Private Sub UserForm_Initialize()
    sPushedButtonName = ""
    nButtonMaxWidth = 0
    Set oButtonCollection = New Collection
End Sub

AddButtonは、ユーザーフォームMenuFormにコマンドボタンを追加する処理です。sNameはボタン名、sCaptionはボタン表示名を指定します。

Public Sub AddButton(sName As String, sCaption As String)
    Dim oButton As MSForms.CommandButton
    Set oButton = MenuForm.Controls.Add("Forms.CommandButton.1", CStr(sName))

ボタンのサイズを自動調整として、ボタン表示名を設定すると、ボタン幅が自動調整されます。MARGINも加味してボタンの左上位置を指定して配置します。また、ボタンの最大横幅を記憶します。

    With oButton
        .AutoSize = True
        .Caption = CStr(sCaption)
        .Top = MARGIN + (.Height + MARGIN) * oButtonCollection.Count
        .Left = MARGIN
        
        If nButtonMaxWidth < .Width Then nButtonMaxWidth = .Width
    End With

メニューボタンクラスのインスタンスを生成してボタンオブジェクトを設定し、保持変数に追加します。
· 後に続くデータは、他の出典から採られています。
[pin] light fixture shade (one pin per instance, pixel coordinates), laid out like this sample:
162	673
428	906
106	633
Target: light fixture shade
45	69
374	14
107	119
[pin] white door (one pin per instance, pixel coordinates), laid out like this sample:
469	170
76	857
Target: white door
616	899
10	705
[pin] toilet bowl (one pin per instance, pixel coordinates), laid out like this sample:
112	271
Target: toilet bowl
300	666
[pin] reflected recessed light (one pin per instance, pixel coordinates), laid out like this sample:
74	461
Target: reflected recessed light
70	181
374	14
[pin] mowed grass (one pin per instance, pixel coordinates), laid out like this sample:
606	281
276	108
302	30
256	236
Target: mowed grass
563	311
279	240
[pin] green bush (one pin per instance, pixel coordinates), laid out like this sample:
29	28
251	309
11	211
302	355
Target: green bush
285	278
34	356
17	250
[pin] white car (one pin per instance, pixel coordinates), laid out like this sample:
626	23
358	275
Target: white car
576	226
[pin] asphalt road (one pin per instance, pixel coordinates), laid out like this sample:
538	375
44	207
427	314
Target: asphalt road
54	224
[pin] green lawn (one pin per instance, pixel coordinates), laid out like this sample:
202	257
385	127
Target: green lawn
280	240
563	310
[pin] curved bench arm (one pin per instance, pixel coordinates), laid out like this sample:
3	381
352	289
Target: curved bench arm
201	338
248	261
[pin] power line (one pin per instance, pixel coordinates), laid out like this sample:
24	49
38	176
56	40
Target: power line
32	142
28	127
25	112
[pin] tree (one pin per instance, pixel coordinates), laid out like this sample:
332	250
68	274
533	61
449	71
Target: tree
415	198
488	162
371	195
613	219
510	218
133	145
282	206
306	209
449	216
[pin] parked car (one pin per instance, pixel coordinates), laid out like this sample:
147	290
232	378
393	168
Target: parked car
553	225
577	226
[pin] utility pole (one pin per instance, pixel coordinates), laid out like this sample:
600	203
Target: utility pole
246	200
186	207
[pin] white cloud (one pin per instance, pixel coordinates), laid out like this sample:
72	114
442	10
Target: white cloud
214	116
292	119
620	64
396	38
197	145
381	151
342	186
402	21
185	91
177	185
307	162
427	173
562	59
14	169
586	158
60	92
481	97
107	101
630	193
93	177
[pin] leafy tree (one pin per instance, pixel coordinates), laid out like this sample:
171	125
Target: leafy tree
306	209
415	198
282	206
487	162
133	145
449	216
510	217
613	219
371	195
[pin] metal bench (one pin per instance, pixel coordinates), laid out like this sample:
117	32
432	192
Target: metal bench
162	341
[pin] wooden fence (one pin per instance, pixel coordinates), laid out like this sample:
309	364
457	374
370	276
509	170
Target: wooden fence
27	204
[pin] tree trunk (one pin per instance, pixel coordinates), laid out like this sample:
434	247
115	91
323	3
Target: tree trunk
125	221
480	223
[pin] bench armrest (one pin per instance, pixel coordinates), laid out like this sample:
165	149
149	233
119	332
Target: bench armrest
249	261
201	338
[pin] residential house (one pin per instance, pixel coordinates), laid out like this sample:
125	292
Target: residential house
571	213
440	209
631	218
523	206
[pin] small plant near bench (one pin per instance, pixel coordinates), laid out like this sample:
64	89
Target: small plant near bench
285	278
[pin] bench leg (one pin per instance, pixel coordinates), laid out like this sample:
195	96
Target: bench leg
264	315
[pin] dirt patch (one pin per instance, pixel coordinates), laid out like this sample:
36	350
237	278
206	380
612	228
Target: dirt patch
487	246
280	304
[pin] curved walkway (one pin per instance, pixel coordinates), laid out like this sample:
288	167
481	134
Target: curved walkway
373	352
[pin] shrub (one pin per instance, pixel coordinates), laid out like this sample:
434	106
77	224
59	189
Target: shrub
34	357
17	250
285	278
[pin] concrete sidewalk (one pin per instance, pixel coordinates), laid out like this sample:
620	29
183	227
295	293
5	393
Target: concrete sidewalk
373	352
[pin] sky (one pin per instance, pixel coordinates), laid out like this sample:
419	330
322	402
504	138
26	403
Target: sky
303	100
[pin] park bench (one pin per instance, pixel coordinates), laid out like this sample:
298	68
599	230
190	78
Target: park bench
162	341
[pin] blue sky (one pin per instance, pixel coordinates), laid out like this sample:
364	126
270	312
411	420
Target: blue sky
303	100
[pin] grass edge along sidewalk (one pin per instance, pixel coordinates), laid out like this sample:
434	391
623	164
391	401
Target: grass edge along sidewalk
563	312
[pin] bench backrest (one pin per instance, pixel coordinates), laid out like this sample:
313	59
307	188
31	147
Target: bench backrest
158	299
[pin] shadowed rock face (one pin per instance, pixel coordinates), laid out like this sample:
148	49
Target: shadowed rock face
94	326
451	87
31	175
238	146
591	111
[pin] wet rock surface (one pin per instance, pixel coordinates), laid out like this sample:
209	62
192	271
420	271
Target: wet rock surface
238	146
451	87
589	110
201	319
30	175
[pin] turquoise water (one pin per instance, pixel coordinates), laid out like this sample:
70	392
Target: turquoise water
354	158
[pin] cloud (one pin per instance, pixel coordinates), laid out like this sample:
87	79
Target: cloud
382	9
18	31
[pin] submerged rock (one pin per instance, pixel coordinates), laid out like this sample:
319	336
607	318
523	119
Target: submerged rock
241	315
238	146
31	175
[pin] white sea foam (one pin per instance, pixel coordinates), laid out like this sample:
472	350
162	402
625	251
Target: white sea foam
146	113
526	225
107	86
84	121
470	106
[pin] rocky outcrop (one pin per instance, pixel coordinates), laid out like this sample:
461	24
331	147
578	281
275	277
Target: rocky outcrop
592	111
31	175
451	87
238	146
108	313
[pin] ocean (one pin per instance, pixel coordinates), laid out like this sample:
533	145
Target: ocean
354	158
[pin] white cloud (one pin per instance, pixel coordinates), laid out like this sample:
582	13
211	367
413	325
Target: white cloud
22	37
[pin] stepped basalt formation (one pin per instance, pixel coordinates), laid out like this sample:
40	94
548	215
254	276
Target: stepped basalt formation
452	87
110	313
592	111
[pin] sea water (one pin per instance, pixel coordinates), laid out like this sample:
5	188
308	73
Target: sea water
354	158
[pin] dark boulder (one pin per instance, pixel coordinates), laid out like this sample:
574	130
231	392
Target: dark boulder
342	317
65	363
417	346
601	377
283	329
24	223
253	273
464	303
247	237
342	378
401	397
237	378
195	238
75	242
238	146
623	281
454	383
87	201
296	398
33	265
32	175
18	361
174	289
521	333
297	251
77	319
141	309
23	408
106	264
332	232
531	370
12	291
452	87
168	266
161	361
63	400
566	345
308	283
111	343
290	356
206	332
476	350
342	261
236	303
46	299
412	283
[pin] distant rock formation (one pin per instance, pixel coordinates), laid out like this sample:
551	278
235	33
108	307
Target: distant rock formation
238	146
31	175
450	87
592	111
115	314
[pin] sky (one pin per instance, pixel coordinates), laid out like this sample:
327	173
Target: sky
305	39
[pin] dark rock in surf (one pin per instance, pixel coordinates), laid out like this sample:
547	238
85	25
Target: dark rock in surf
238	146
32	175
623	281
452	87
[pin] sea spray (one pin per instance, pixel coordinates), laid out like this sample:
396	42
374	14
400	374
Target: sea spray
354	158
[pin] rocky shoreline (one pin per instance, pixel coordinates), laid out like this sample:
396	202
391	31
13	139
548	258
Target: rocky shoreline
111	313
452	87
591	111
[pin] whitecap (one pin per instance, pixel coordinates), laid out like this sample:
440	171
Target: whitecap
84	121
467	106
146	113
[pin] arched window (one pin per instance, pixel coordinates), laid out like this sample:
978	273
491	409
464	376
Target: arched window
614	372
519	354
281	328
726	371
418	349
    Dim oMenuButton As New ClassMenuButton
    oMenuButton.SetButton oButton
    
    oButtonCollection.Add oMenuButton

押されたボタン名をモジュール変数sPushedButtonNameに登録します。

Public Sub SetPushedButtonName(sButtonName As String)
    sPushedButtonName = sButtonName
End Sub

メニューを表示して、押されたボタン名を返します。
sFormTitleは、ユーザーフォームのタイトル名として設定します。
全てのボタンの横幅を最大横幅のものに合わせます。また、全てのボタンを配置した時のトータル高さを求め、ユーザーフォームのサイズを調整して表示します。

Public Function Display(sFormTitle As String) As String
    Dim nTotalHeight As Single: nTotalHeight = MARGIN
    Dim oControl As Object
    For Each oControl In MenuForm.Controls
        oControl.Width = nButtonMaxWidth
        nTotalHeight = nTotalHeight + (oControl.Height + MARGIN)
    Next oControl
    
    With MenuForm
        .Caption = sFormTitle
        .Width = (.Width - .InsideWidth) + nButtonMaxWidth + MARGIN * 2
        .Height = (.Height - .InsideHeight) + nTotalHeight
        
        .Show vbModal
    End With
    
    Display = sPushedButtonName
    
    Unload MenuForm
End Function

メニューボタンのクラスモジュール

WithEvents定義で、Button_Clickイベントを受け取れるようにします。

Private WithEvents Button As MSForms.CommandButton

Public Sub SetButton(oButton As MSForms.CommandButton)
    Set Button = oButton
End Sub

Button_Clickイベント処理は、ボタンクリックで呼び出され、押されたボタン名を受け渡して、メニューを非表示とします。

Private Sub Button_Click()
    MenuForm.SetPushedButtonName Button.Name
    MenuForm.Hide
End Sub

さいごに

これで、Outlookメール宛名書きメニュー化のツールは完成です。
最後までお読みいただきありがとうございました。
お気づきの点などありましたらコメント頂けますと幸いです。